Robert H Brown, Robert A Wise, Kirk Gregory, Drummond M Bradley, Mitzner Wayne
Department of Anesthesiology, Johns Hopkins University, Baltimore, MD; Department of Medicine, Division of Pulmonary and Critical Care Medicine, Johns Hopkins University, Baltimore, MD; Environmental Health Sciences, Division of Physiology, Johns Hopkins University, Baltimore, MD.
Department of Medicine, Division of Pulmonary and Critical Care Medicine, Johns Hopkins University, Baltimore, MD.

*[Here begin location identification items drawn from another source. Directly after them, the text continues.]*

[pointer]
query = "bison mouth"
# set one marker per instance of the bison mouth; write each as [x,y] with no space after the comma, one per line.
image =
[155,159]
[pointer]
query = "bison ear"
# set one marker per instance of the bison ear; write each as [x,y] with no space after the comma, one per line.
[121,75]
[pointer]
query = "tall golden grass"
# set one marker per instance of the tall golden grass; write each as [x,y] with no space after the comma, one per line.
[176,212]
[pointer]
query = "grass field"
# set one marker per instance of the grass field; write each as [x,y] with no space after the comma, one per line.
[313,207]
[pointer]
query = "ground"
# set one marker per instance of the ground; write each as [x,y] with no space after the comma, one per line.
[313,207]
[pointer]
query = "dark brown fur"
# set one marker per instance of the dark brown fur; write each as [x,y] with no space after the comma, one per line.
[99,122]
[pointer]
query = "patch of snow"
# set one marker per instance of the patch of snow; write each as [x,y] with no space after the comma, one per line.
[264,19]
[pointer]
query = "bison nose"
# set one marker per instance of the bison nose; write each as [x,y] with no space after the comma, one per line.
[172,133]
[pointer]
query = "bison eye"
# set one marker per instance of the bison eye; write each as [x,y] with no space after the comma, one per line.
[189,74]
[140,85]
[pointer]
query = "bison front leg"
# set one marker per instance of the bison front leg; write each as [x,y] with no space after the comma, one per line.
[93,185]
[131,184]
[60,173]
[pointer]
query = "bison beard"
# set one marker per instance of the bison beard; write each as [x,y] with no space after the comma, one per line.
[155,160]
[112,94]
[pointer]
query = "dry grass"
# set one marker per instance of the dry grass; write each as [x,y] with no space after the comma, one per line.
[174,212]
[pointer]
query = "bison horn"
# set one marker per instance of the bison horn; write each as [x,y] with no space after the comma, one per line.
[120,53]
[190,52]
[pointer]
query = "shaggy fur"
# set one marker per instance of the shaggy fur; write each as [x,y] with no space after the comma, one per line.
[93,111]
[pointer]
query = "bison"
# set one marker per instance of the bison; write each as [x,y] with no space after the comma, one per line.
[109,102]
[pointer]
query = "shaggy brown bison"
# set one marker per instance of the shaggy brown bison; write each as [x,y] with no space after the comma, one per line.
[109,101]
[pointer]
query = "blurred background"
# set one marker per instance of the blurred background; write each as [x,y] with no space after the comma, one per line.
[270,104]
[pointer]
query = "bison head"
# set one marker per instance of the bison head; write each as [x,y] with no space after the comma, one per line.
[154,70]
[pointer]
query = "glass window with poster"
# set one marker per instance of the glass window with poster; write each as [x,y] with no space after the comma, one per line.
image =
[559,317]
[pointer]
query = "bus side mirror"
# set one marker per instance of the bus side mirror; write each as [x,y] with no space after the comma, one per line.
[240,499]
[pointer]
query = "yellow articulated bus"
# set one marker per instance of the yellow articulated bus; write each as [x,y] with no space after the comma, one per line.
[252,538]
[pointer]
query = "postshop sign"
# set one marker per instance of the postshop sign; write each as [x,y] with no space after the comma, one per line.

Chest. 2015 Oct;148(4):995-1002. doi: 10.1378/chest.15-0264.
With body growth from childhood, the lungs can enlarge by either increasing the volume of air in the periphery (as would occur with inspiration) or by increasing the number of peripheral acinar units. In the former case, the lung tissue density would decrease with inflation, whereas in the latter case, the lung density would be relatively constant as the lung grows. To address this fundamental structural issue, we measured the CT scan density in human subjects of widely varying size at two different lung volumes.
Five hundred one subjects were enrolled in the study. They underwent a chest CT scan at full inspiration and another scan at end expiration. Spirometry, body plethysmography, and diffusing capacity of the lung for carbon monoxide were also measured.
There was a strong correlation between the size of the lungs measured at full inspiration on CT scan and the mean lung density (r = -0.72, P = .001). People with larger lungs had significantly lower mean lung density. These density changes among different subjects overlapped the density changes within subjects at different lung volumes.
Lung structure in subjects with larger lungs is different from that in subjects with smaller lungs. Tissue volume does not increase in proportion to lung size, as would be required if larger lungs just had more alveoli. These observations suggest that the growth of the lung into adulthood is not accompanied by new alveoli, but rather by enlargement of existing structures. The presence of greater air spaces in larger lungs could impact the occurrence and pathogenesis of spontaneous pneumothorax or COPD.
随着儿童时期身体的生长,肺部可以通过增加外周空气量(如吸气时那样)或增加外周腺泡单位数量来扩大。在前一种情况下,肺组织密度会随着充气而降低,而在后一种情况下,随着肺的生长,肺密度会相对恒定。为了解决这个基本的结构问题,我们在两个不同的肺容积下测量了不同体型人类受试者的CT扫描密度。
501名受试者参与了该研究。他们在深吸气时进行了胸部CT扫描,并在呼气末进行了另一次扫描。还测量了肺活量、体容积描记法和肺一氧化碳弥散量。
CT扫描在深吸气时测量的肺大小与平均肺密度之间存在很强的相关性(r = -0.72,P = 0.001)。肺较大的人平均肺密度显著较低。不同受试者之间的这些密度变化与同一受试者在不同肺容积下的密度变化重叠。
肺较大的受试者的肺结构与肺较小的受试者不同。组织体积并不与肺大小成比例增加,而如果较大的肺仅仅有更多肺泡则会需要这种比例增加。这些观察结果表明,肺生长到成年期并非伴随着新肺泡的产生,而是现有结构的扩大。较大肺中存在更大的气腔可能会影响自发性气胸或慢性阻塞性肺疾病(COPD)的发生和发病机制。